In hoeverre ziet u een duidelijke scheiding waar buurtpreventieapps en -teams wel en niet ingezet zouden mogen worden? Zo ja, acht u het – in samenspraak met de minister van Binnenlandse Zaken en Koninkrijksrelaties - nodig hierover met gemeenten in gesprek te gaan? Zo nee, waarom niet?

Antwoord op de vragen 9 en 10

Ik zal deze punten in een bespreking met de VNG aan de orde stellen en hierbij ook het ministerie van Binnenlandse Zaken en Koninkrijkrelaties betrekken.

Vraag 11

In hoeverre is in beeld wat het effect is van buurtpreventieapps en -teams op de vermindering van criminaliteit? Heeft u hier cijfers van? Zo ja, bent u bereid deze met de Kamer te delen?


Antwoord op vraag 11

Het onderzoek doet geen harde uitspraken over een verband tussen vermindering van criminaliteit en buurtpreventie. De causaliteit hierbij is überhaupt lastig vast te stellen. In eerder onderzoek is wel geconstateerd dat WhatsApp-projecten in Tilburg hebben bijgedragen aan een significante afname van het aantal woninginbraken. [3] Dit betreft onderzoek naar een specifiek delict, en doet geen uitspraken over vermindering van criminaliteit in zijn algemeenheid.

Vraag 12

Hoe verhouden volgens u buurtpreventieapps en -teams zich tot de politie en buitengewoon opsporingsambtenaren (boa’s) als het gaat om zorgdragen voor veiligheid in buurten?
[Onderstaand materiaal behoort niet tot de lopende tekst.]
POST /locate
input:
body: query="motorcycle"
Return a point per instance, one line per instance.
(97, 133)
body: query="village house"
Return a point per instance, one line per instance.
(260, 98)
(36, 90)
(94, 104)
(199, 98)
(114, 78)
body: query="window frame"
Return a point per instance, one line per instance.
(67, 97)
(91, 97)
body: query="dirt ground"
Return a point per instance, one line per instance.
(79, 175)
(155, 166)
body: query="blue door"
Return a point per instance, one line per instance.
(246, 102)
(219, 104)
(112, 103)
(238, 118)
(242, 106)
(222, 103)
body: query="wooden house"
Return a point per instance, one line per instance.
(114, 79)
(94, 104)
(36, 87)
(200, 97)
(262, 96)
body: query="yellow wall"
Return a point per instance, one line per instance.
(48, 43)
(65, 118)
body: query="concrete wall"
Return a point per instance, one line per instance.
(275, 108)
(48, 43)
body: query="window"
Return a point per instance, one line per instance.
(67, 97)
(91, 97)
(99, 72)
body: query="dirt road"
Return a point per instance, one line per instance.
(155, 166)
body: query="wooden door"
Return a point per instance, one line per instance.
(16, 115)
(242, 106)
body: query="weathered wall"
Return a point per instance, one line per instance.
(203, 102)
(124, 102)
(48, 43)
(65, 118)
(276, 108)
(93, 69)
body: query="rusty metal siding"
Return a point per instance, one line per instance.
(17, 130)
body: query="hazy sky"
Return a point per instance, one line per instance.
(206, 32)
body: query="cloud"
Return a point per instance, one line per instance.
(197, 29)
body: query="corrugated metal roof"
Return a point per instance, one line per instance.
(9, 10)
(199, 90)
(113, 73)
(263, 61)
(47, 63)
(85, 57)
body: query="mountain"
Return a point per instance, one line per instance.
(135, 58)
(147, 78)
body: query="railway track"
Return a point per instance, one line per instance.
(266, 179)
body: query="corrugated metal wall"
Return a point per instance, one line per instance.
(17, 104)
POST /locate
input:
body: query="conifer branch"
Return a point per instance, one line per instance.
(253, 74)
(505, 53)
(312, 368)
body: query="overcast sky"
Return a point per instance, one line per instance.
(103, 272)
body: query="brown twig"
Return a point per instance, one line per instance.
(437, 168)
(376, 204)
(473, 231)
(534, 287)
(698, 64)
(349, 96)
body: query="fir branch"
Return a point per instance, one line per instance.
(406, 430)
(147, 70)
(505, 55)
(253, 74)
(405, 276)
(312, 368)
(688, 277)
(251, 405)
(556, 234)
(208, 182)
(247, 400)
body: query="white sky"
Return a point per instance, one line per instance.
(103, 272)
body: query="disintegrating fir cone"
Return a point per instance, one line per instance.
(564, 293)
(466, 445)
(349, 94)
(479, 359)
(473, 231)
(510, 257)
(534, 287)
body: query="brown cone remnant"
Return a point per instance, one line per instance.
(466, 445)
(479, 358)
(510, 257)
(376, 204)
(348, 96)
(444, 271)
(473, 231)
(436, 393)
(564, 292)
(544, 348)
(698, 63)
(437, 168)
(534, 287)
Kunt u hierbij specifiek ingaan op het geweldsmonopolie van de politie en het risico op eigenrichting waar onderzoeker Lub voor waarschuwt?

Antwoord op vraag 12

In het domein Openbare Ruimte, waar buurtpreventie de meeste raakvlakken mee heeft, is het uitgangspunt dat de boa en politie complementair hun taak uitvoeren, waarbij de boa zich richt op de aantasting van de leefbaarheid door overtredingen die overlast veroorzaken en tot kleine ergernissen leiden. De boa treedt in principe op in situaties zonder een te verwachten gevaarzetting. Bij geweld of dreigend geweld doet hij of zij een beroep op de politie. Het lijdt daarmee geen twijfel dat het geweldsmonopolie jegens burgers exclusief bij de politie ligt, onder gezag van de burgemeester of de officier van justitie.

Buurtpreventieteams hebben primair een signalerende functie voor bedreigingen van de veiligheid, en slechts in uitzonderlijke gevallen van het betrappen op heterdaad kan de burger zelf optreden. De werkzaamheden van de politie en boa’s gaan hand-in-hand- met de signalerende functie van buurtpreventieteams en liggen in elkaars verlengde.

Eigenrichting door burgers kan niet worden getolereerd. In het gesprek met de VNG zal ik bovenstaande aan de orde stellen.

1) NRC, 18 april 2019, https://www.nrc.nl/nieuws/2019/04/18/amper-beleid-bij-forse-groei-buurtpreventie- door-burgers-a3957374

2) NOS, 18 april 2019, https://nos.nl/artikel/2280994-burgerwachten-en-etnisch-profileren-enorme-groei- burgerpreventieapps.html

3) Kamerstuk 35000-VI, nr. 44

4) Centrum voor Criminaliteitspreventie en Veiligheid, 18 april 2019, https://hetccv.nl/nieuws/nieuws-detail/article/deel-gemeenten-ondervindt-negatieve-effecten-van- buurtpreventie/



[3] Akkermans en Vollaard, effect van het WhatsApp-project in Tilburg op het aantal woninginbraken, 2015.